По Восточному Саяну - Григорий Федосеев
Шрифт:
Интервал:
Закладка:
Была ночь, когда я закрыл дневник и, подсунув в огонь головешки, забрался в спальный мешок. Над головой мерцало темно-синей бездной нарядное небо. От реки тянуло влажным дыханием. Загадочные горы, огромные, сдвинулись в сумраке ночи и придавили уснувший мир…
Нам нужно было как можно скорее вернуться на Кинзилюк к своим. Тревожные мысли за судьбу людей не покидали меня. О Мошкове я стал забывать, горько упрекая себя за излишнюю доверчивость, за то, что не научился распознавать людей.
Но прежде чем отправиться в обратный путь, мы должны были выйти на господствующую вершину хребта Вала, чтобы разобраться в рельефе центральной части Восточного Саяна и наметить план работ для следующего года. Это и была цель нашего заезда сюда. День обещал быть солнечным, и мы с Прокопием рано утром покинули стоянку. Лебедев должен был в наше отсутствие закоптить мясо.
Оказалось не так просто перебрести Казыр. Страшно смотреть, как скачет он по крутым валунам, сжимаясь в узких берегах и низвергая все, что попытается помериться с ним силой. Удивительно, как не надоедает ему сокрушительный бег, рев и вечная злоба! Пришлось сесть на лошадей и, рискуя быть сбитым, переезжать реку.

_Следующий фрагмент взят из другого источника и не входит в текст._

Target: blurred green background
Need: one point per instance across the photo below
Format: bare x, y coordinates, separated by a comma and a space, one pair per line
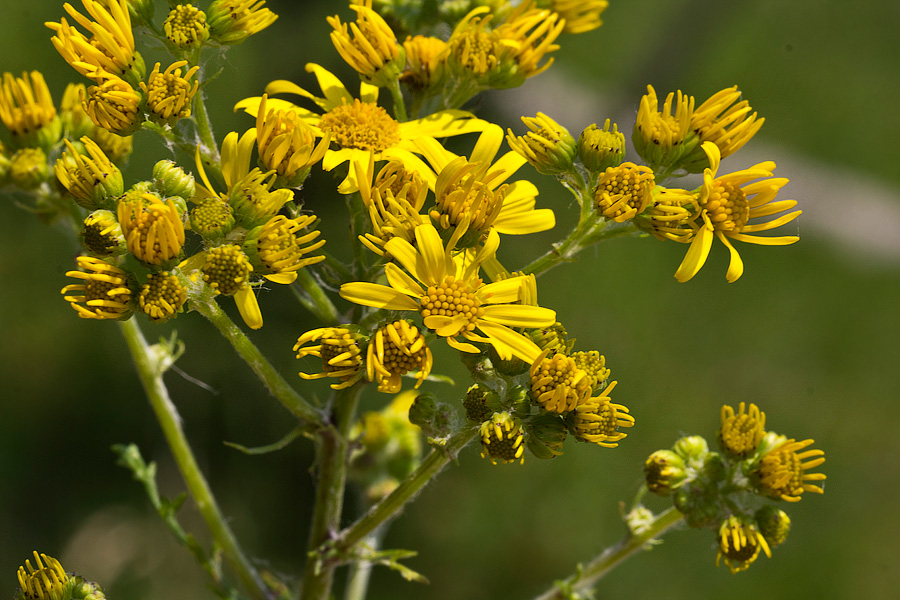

Зная, что нам предстоит тяжелый подъем и боясь чрезмерного напряжения сил, решили брать высоту в два приема, с длительной передышкой на верху первого отрога. Шли по просветам леса, залитым лучами только что поднявшегося солнца. Нужно было торопиться, да где взять сил?! Путь становился бесконечным. Лавируя по крутому склону, обходя обломки, небольшие снежные пятна, мы все же выбрались на площадку под гольцом. Прокопий устало сбросил котомку, раздавил на лице рукавом грязные крупинки пота и, опустившись на камень, сидел с закрытыми глазами. Его длинные худые руки, сцепленные в кистях и закинутые за голову, как бы поддерживали готовое упасть тело. На широких скулах лоснилась загорелая кожа, губы высохли, подбородок заострился. Что-то новое появилось в чертах его продолговатого лица, в движениях, в молчании. Я смотрел, и вдруг меня охватило хорошее, большое чувство, ведь Прокопий полуграмотный человек, не представляющий технологии геодезических работ, топографии, сложных процессов картографирования, он полюбил все это, со свойственным ему откровением и с гордостью сильного человека переносил лишения во имя карты. Он был голодный, обессилевший, это несомненно угнетало его, но ни единого слова раскаяния или упрека не сорвалось с его уст.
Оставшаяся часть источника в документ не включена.